Results In total, 281 (52%) men and women attended at least one CR session. There were few significant differences between non-attenders and attenders. After adjustment for age, sex, diagnosis, employment, diabetes and family history, the mortality risk for non-attenders was 58% greater than for attenders (HR=1.58, 95% CI 1.16 to 2.15). Participants who attended <25% of sessions had a mortality risk more than twice that of participants attending ≥75% of sessions (OR=2.57, 95% CI 1.04 to 6.38). This association was attenuated after adjusting for current smoking (OR=2.06, 95% CI 0.80 to 5.29).
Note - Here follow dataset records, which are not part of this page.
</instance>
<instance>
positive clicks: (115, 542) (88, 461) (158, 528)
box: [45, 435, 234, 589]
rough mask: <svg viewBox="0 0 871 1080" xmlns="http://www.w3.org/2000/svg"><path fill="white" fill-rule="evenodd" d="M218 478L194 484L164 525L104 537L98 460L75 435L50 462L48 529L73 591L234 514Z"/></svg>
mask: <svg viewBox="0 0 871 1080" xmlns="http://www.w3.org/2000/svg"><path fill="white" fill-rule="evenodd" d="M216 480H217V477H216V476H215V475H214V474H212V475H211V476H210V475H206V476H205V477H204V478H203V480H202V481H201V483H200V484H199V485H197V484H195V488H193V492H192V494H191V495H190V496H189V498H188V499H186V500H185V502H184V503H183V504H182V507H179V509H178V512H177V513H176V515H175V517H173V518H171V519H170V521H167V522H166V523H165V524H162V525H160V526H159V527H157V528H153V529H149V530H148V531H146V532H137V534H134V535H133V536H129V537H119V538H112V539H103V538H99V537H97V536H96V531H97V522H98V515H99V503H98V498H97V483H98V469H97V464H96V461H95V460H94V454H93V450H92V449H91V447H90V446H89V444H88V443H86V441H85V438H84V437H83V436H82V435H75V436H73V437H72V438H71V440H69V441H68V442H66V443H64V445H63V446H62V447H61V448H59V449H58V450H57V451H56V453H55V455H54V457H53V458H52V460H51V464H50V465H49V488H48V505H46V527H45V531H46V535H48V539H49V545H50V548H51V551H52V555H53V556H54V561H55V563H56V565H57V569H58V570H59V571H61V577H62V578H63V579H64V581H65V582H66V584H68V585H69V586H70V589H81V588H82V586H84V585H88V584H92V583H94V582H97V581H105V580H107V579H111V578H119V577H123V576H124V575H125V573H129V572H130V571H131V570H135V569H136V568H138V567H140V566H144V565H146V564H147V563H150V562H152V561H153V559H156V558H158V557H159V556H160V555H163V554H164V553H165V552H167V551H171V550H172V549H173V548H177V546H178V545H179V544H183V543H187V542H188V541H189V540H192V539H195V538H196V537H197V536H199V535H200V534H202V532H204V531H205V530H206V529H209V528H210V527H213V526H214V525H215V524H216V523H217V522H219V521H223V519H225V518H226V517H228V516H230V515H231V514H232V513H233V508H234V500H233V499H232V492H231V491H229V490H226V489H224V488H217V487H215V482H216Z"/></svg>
Conclusions This study provides further evidence for the long-term benefits of CR in a contemporary, heterogeneous population. While a dose–response relationship may exist between the number of sessions attended and long-term mortality, this relationship does not occur independently of smoking differences. CR practitioners should encourage smokers to attend CR and provide support for smoking cessation.